Overall, the 3-3 tie in the regional election (despite the eve’s gloomy predictions for center-left candidates) and the concurrent crushing referendum victory that will cut by a third the number of Italian lawmakers strengthen the position of Prime Minister Conte, who gains precious time to govern with more trust without having exposed himself excessively during the election campaign. The vote has also sanctioned a rather blatant change in the balance of power between the two leading coalition parties, the M5S and PD, with implications yet to be measured in terms of political action.

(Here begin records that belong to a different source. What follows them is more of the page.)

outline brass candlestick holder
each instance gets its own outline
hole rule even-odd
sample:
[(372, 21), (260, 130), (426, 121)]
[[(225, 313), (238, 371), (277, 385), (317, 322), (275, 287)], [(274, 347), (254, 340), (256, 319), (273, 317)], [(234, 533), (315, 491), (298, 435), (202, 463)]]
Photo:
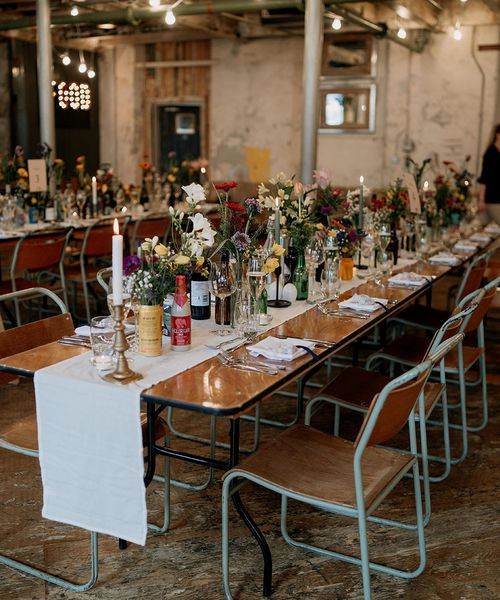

The Democratic Party, or the real winner of the vote, asked for an immediate change of course, with the inclusion in the government agenda of its most pressing issues (ESM activation and security decrees reform) and public renunciation to any cabinet reshuffle. On the other hand, the triumphal celebrations by the M5S former political leader Di Maio for the referendum outcome were not enough to placate the internal rows for yet another disastrous result collected in the local vote. If it’s true that the M5S confirmed itself as being not competitive in election based on alliances and single-round majority voting (a system that enhances the competition between top candidates and tends to crush the less known), on a structural level the 20-21 September vote set in motion the final showdown between supporters of a 5-Star evolution into a more “traditional” party (Di Maio line) and the praetorians of a Movement based instead on the Rousseau internet platform and the diktats of its founding populist ideology (Di Battista line).

Finally, much has been said on the implications of the center-right’s failure to deal a blow against the government and the existence of a leadership issue in the leading opposition party.

Judgment should be suspended here – being aware that the re-election of all outgoing regional presidents was heavily affected by their role during the health emergency. In fact, a sort of ‘Covid effect’ has transformed the regional governors into the electors’ main point of reference in the fight against the pandemic, guaranteeing their re-election even when it seemed largely unexpected.